A few more notes on Lyons:

Its silk-weavers had a far longer tradition of militancy than craftsmen in Paris. The 18th century saw many violent conflicts between employers and employees. In 1786 they had fought for a minimum wage, and for the first time identified themselves as a 'class' exploited by their masters. Thus class consciousness first appeared here in time for the revolution of 1789. The workers lived in densely packed suburbs like La Croux Rousse and Parrache.
In November 1831 the weavers rose in rebellion, chanting the slogan 'Vivre en travaillant ou mourir en combattant' (Live working or die fighting), overpowered the local garrison and took control of the city. Lacking organisation, they accepted a compromise and returned to their districts. They then organised in the Society of Mutual Duty and prepared for a general strike - Mutuellism was therefore banned by the Paris Government and its members arrested. This then led to further uprisings, spreading to Paris etc...

Blanqui was the first to use the term 'proletarire' in 1832.

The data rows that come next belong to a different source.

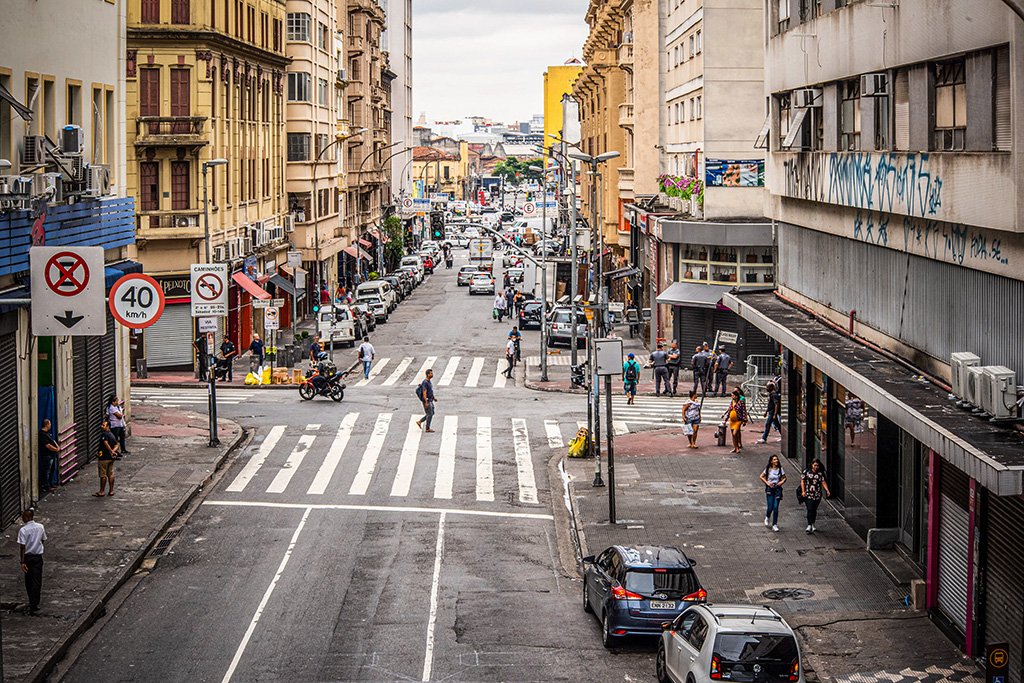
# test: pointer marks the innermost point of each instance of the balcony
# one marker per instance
(174, 224)
(171, 131)
(626, 115)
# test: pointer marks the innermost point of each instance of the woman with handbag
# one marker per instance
(691, 419)
(773, 478)
(812, 488)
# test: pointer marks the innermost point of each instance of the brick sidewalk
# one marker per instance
(851, 617)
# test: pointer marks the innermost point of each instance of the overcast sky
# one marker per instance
(487, 57)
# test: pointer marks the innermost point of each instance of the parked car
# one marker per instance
(634, 590)
(481, 283)
(728, 643)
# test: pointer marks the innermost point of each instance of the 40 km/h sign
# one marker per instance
(136, 301)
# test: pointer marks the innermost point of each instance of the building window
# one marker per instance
(179, 185)
(849, 115)
(298, 87)
(950, 105)
(298, 27)
(180, 11)
(298, 146)
(151, 11)
(148, 185)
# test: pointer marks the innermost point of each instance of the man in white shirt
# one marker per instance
(367, 355)
(30, 542)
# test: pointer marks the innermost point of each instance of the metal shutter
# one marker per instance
(168, 341)
(10, 468)
(1005, 575)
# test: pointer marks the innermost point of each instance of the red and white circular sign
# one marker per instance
(136, 301)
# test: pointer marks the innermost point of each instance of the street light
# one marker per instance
(211, 372)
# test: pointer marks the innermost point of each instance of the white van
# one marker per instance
(378, 289)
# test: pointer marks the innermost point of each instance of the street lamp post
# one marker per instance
(210, 368)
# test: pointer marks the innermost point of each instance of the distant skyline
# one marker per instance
(487, 57)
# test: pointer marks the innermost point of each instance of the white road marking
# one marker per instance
(428, 655)
(523, 462)
(370, 456)
(554, 433)
(256, 462)
(484, 461)
(500, 374)
(444, 479)
(381, 508)
(450, 371)
(286, 473)
(474, 372)
(421, 374)
(375, 370)
(402, 367)
(266, 598)
(407, 462)
(326, 472)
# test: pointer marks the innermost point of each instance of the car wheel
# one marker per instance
(660, 666)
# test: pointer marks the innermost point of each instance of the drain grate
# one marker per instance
(787, 594)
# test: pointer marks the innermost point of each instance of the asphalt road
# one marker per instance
(344, 545)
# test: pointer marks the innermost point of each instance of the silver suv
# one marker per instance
(728, 643)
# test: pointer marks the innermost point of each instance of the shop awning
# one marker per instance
(243, 281)
(989, 454)
(286, 286)
(692, 294)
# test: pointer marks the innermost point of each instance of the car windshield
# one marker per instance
(677, 583)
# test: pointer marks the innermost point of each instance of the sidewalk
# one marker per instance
(851, 619)
(94, 545)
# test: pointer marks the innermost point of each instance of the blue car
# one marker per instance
(633, 591)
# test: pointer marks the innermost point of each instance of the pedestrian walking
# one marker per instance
(367, 355)
(425, 392)
(736, 416)
(227, 352)
(104, 459)
(691, 419)
(812, 487)
(772, 413)
(658, 360)
(773, 477)
(116, 417)
(30, 543)
(631, 376)
(48, 453)
(723, 364)
(201, 355)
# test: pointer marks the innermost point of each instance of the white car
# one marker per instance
(709, 642)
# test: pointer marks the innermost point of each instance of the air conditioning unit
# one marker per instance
(958, 363)
(873, 85)
(33, 151)
(806, 97)
(998, 391)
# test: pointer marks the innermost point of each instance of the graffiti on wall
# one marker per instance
(894, 182)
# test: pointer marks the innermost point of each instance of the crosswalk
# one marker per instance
(387, 455)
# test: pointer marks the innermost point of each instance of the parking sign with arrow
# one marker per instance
(68, 288)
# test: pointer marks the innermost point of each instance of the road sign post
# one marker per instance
(68, 291)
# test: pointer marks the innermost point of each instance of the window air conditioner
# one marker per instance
(958, 363)
(998, 391)
(806, 97)
(875, 85)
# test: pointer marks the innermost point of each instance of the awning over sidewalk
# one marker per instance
(691, 294)
(990, 455)
(243, 281)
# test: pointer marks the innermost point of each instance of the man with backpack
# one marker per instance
(631, 376)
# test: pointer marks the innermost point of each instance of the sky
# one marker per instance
(487, 57)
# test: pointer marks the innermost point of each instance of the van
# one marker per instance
(378, 289)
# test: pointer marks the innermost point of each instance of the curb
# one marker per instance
(46, 665)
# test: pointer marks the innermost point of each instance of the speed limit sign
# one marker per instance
(136, 301)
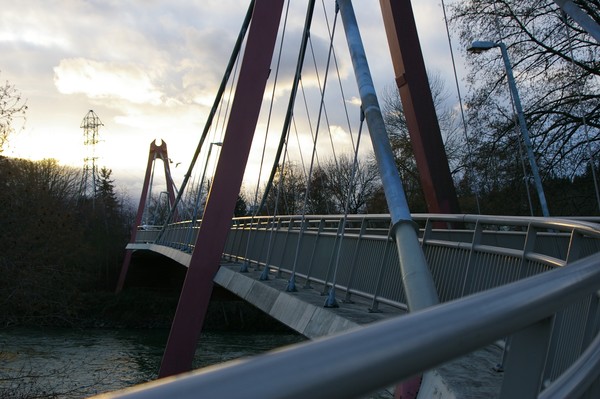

From George Rude's 'Ideology and Popular Protest'.

The final word here from Jean Genet, who wrote it on the wall in Paris in 1968:
"C'est triste a dire, mais je ne pense que l'on puisse vaincre sans les drapeaux rouges et noires. Mais ils faut detrure - apres."
= Unfortunately I don't think we can win without the red and black flags. But they must be destroyed - afterwards.